もちろんDX化や、非金融との接近など共通する流れもある一方、3メガバンクそれぞれ個性を出してきて、非常に面白い時代になってきたと思います。

※3編集部注:NTTドコモのデジタル口座サービス「dスマートバンク」と、リクルートのアルバイト向けアプリ「シフトボード」のこと。

――「どこの銀行も似たり寄ったり」よりも、“カラー”があったほうが、私たち生活者にとっても“自分に合った銀行”を選びやすくなりますよね。これから、口座を作る人にとって、“自分に合う銀行選び”のアドバイスをお願いします。

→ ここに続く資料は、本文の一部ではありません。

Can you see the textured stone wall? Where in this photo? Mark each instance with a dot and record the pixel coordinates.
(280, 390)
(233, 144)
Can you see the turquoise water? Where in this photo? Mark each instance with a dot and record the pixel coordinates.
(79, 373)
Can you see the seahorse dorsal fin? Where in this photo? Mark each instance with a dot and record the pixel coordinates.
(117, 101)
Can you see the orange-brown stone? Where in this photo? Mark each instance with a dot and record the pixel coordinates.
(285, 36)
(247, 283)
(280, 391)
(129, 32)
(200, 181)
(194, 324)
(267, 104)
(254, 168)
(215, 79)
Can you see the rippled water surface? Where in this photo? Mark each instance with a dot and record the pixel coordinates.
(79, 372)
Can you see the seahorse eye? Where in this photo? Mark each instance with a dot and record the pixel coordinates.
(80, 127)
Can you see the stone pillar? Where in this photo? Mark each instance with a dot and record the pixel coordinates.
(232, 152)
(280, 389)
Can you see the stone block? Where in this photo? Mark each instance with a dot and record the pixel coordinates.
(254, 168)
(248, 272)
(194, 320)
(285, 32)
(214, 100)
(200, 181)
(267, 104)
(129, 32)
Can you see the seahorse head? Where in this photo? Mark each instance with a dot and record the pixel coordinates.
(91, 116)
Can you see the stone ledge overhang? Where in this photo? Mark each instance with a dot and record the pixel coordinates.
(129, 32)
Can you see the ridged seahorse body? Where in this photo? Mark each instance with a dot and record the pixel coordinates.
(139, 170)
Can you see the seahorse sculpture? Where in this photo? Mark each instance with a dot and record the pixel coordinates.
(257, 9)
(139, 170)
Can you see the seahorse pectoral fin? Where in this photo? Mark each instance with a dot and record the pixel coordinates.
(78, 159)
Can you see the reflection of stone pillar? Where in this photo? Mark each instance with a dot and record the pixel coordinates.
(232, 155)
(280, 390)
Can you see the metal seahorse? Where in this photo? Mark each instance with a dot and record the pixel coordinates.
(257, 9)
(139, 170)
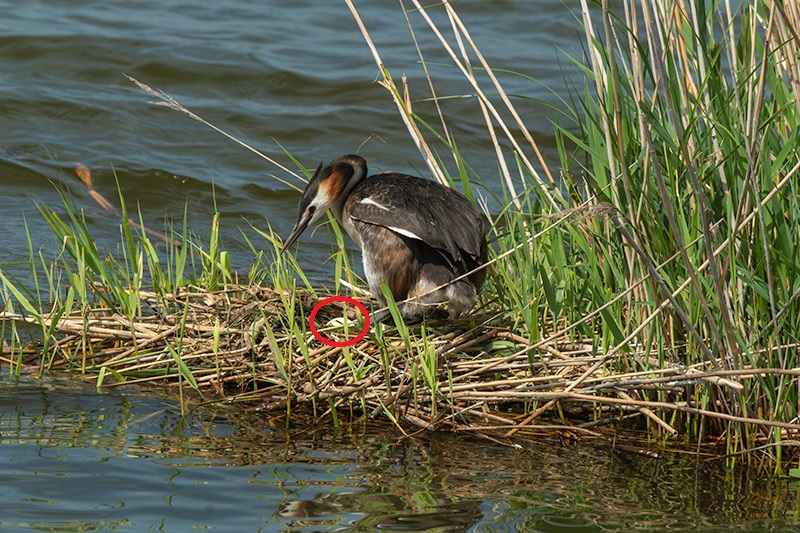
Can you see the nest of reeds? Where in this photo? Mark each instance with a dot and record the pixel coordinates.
(253, 344)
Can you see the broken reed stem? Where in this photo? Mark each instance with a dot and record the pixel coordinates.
(244, 368)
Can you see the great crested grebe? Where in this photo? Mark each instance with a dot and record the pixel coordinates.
(415, 235)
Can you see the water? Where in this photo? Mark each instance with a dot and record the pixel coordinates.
(295, 73)
(73, 459)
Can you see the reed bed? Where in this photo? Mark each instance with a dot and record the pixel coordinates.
(235, 345)
(652, 275)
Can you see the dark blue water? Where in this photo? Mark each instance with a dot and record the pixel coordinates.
(73, 459)
(294, 76)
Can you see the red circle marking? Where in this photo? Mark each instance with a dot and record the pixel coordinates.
(326, 301)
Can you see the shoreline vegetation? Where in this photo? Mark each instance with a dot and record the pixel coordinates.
(650, 277)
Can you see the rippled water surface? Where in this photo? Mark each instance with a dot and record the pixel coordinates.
(294, 74)
(73, 459)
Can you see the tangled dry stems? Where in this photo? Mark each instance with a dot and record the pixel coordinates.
(236, 345)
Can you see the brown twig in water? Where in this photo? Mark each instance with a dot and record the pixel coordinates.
(85, 175)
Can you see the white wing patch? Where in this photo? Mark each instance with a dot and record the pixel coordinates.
(370, 201)
(405, 233)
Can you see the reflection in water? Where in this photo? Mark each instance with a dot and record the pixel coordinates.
(74, 459)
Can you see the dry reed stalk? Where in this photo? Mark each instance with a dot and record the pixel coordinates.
(472, 386)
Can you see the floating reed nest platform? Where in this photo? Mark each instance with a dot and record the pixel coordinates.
(240, 345)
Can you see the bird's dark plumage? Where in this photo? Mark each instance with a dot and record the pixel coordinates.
(415, 234)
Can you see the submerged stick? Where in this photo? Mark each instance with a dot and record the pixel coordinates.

おそらく1つはリアル店舗のある銀行、もう1つは手数料や利息が有利なネット専業銀行の“2口座持ち”がスタンダードになっていくのではないかと思いますが、結局は「自分が銀行をどう使いたいか」が重要なのではないでしょうか。

例えば、私は職業柄、学会の会費や書籍の購入費などを送金する機会が多いので、送金手数料無料の回数で銀行を選んでいます。お年を召した方だと、やはり自宅から行きやすい店舗のある銀行が安心かもしれませんし、ほぼ手続きはネットオンリーだという方は、ネットやアプリの操作性や機能性も各銀行で差がついていますから、その観点を中心に選ぶことになるでしょう。

銀行が非常に変化してきている今、生活者の方も「自分はどう銀行と付き合い、活用しようか」と見つめ直すタイミングが来ているのではないでしょうか。

 

 
 

渡邊隆彦氏・専修大学商学部教授
三菱UFJ銀行(現)にて主に市場業務、投資銀行業務を担当後、三菱UFJフィナンシャル・グループ コンプライアンス統括部長、国際企画部部長を歴任。2013年4月より現職。日本郵政「グループコンダクト向上委員会」委員等も務める。東京大学工学部卒、マサチューセッツ工科大学スローン経営大学院修了。